Epic Narratives is the eighth studio album by Japanese rock band Band-Maid. It was released on September 25, 2024, and was their first full-length studio album since the release of Unseen World in January 2021, three years and eight months prior. It reached the top 10 on iTunes worldwide albums chart.

==Background and recording==
The production period for the album lasted three and a half years.

==Composition and lyrics==
"Shambles" was used as the ending theme for the second season of Kengan Ashura. "Protect You" was used as the ending theme of Grendizer U. The band said that they were given a request not to make it as intense as one of their previous songs. Rhythm guitarist/vocalist Miku Kobato said she was told to make the song about the heroine instead of the main character. The lyrics focus on the twin sisters Rubina and Terrona. Lead guitarist Kanami Tōno said she didn't want to make the song a ballad. Tōno said she wanted the guitar solo to have a melody that can hummed too, while also being technical.

"Show Them" is a collaboration with the Mexican band The Warning. Band-Maid met The Warning at Aftershock Festival 2022 and the two bands discussed a collaboration. Tōno wrote the demo of the song and then showed it to the members of The Warning, who suggested some changes. Band-Maid wanted to write a song that featured the characteristics of both bands. Both lead vocalist Saiki Atsumi and Daniela Villarreal of The Warning sing in a higher register than usual due to Tōno's insistence. Kobato and The Warning wrote the lyrics with the idea of portraying a strong female image. They considered having a verse in Japanese or Spanish, but decided to keep the song completely in English. Band-Maid recorded their parts first, with The Warning recording theirs later.

Tōno wrote "Forbidden Tale" after the death of someone close to her. Atsumi had told Tōno that she wanted a song with a lot of progression. Drummer Akane Hirose said she didn't want to make it sound too cluttered by putting too many notes in it. Bassist Misa tried to keep the song sounding simple.

Kobato tried to make "Brightest Star" sound like a call-and-response exercise with the audience. When Tōno showed Kobato the demo of the song, she imagined a very poppy song, but wanted to include darker lyrics, and tried to express the feelings of both sides of humanity through her singing. Kobato included the English phrase "I'm game" after reading it in a book. Tōno wrote the guitar solo for both her and Kobato to play together, and tried to emulate the sound of a harmonica.
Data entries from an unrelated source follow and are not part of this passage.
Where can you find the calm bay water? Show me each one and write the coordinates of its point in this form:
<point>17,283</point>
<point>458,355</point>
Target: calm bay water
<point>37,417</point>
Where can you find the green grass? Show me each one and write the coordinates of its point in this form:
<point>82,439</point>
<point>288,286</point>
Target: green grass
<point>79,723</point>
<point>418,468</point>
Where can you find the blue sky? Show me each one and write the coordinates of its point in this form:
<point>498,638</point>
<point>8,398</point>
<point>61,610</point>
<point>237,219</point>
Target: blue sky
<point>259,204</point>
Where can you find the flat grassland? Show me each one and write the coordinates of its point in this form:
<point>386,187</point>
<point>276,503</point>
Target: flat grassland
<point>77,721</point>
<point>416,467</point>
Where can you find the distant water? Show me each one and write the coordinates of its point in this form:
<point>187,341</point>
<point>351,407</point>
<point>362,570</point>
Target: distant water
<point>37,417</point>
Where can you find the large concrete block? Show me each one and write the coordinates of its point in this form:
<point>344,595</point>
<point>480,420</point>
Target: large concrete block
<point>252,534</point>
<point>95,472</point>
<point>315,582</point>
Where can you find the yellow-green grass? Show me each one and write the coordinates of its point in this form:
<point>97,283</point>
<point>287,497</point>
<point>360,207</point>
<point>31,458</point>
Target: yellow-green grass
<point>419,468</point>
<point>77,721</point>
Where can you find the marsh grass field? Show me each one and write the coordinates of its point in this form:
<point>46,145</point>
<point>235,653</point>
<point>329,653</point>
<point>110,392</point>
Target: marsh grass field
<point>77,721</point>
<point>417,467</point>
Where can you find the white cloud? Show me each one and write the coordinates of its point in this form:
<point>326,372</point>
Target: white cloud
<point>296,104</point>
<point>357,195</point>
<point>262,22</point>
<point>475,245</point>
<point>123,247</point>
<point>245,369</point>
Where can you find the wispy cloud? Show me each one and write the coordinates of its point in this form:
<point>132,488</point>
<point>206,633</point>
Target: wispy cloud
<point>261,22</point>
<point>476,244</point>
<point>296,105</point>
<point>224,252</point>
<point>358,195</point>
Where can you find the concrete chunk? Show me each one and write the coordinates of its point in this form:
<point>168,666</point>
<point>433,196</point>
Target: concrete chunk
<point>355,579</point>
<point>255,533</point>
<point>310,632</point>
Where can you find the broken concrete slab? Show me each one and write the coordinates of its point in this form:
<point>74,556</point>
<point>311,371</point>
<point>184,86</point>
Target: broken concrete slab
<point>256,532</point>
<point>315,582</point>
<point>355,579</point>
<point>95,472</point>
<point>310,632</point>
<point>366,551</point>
Tōno wrote "Letters to You" to appeal to people who like Band-Maid's poppier songs. Atusmi wrote the lyrics with the idea that you will never forget the people you have lost and will always think of them. "The One" was originally written by Tōno with idea of being performed at Yokohama Arena. Kobato rewrote the lyrics three times, with the image of thinking of someone important in mind. "Memorable" is a ballad written during their 2022 North American tour. "Go Easy" was written around the time the previous EP, Unleash, was being written. Tōno wanted to write a song that would get live audiences excited right from the introduction.

For "Toi et moi", Tōno wanted to write a riff that would pull the listener in, and that would also sound like a typical Band-Maid riff. Tōno intentionally kept the song short in length. Kobato said she couldn't find a title in English that worked, so she chose one in French because she felt that French people express themselves clearly through their movies.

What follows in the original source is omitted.